O cortejo do Enterro da Gata, que percorre quarta-feira a cidade de Braga, envolve 56 carros e 10 mil alunos entre os quais três mil finalistas das Universidades do Minho e Católica, disse à Lusa fonte da Associação Académica da Universidade do Minho.

Agência LUSA /

Ester Ferreira adiantou que durante o Cortejo, que deverá ser aberto pela urna da Gata, "é distribuído o seu Testamento, um folheto satírico contendo os últimos desejos e críticas impiedosas da "bichana", ditadas antes de morrer por amor à Academia".

O testamento não poupa reitores e professores da instituição - com pólos em Braga e Guimarães - e também não lhe escapam personalidades nacionais e locais, civis e religiosas.

O Cortejo sai a meio da tarde da Variante da cidade e percorre o centro até à Arcada.

A presente edição do Enterro da Gata decorre sob o tema das Sete Maravilhas, mas a que mais preocupa os universitários minhotos é a "oitava maravilha", a da construção da nova sede, sucessivamente prometida e adiada pelos vários governos.

Ester Ferreira adiantou que o Cortejo integra, além dos carros dos cursos das Universidades do Minho e Católica, os do Instituto Politécnico de Barcelos e da Escola Superior de Educação de Fafe.

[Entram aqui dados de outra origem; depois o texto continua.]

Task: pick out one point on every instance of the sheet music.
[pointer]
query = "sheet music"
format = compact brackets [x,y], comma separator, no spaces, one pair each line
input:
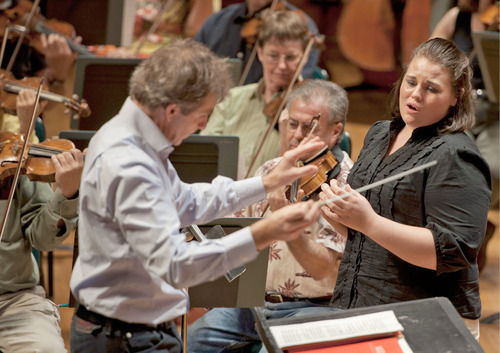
[362,326]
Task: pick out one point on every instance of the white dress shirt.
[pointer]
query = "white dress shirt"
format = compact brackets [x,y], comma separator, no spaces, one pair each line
[134,262]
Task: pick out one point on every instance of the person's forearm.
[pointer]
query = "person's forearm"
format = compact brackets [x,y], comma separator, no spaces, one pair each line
[315,258]
[412,244]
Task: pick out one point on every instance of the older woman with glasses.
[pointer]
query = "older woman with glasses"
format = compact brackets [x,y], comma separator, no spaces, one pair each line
[283,37]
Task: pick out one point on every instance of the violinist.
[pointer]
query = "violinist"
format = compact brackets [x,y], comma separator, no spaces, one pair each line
[283,37]
[301,273]
[52,59]
[222,32]
[39,218]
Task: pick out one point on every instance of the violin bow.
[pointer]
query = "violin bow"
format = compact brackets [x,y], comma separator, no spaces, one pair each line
[296,75]
[253,53]
[21,37]
[380,182]
[20,162]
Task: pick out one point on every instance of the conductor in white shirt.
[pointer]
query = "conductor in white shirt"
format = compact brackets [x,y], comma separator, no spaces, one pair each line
[134,262]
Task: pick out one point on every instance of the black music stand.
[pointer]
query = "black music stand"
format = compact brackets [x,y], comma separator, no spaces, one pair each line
[430,325]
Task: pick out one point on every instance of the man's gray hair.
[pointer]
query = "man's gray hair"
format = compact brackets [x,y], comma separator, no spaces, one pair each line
[183,72]
[324,92]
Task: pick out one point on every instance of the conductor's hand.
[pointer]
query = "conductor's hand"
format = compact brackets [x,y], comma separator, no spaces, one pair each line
[25,102]
[286,172]
[286,224]
[69,167]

As Monumentais Festas Académicas do Enterro da Gata começaram sábado e prosseguem até sexta-feira, tendo como ponto de concentração, o Gatódromo, junto ao campus de Gualtar, onde se realizam os concertos musicais.

O "Enterro da Gata" é uma tradição estudantil da cidade, que remonta a 1889, quando os estudantes do então Colégio de São Paulo saíram à rua, em cortejo fúnebre, para enterrarem o ano lectivo simbolizado por uma gata.

De então para cá decorreu de forma intermitente até à extinção daquele Colégio e foi adoptado pelo Liceu Nacional de Sá de Miranda, absorvendo as tradições coimbrãs da Queima das Fitas.

Extinto em 1972, o enterro foi recuperado em 1989, exactamente um século depois, pela Associação Académica.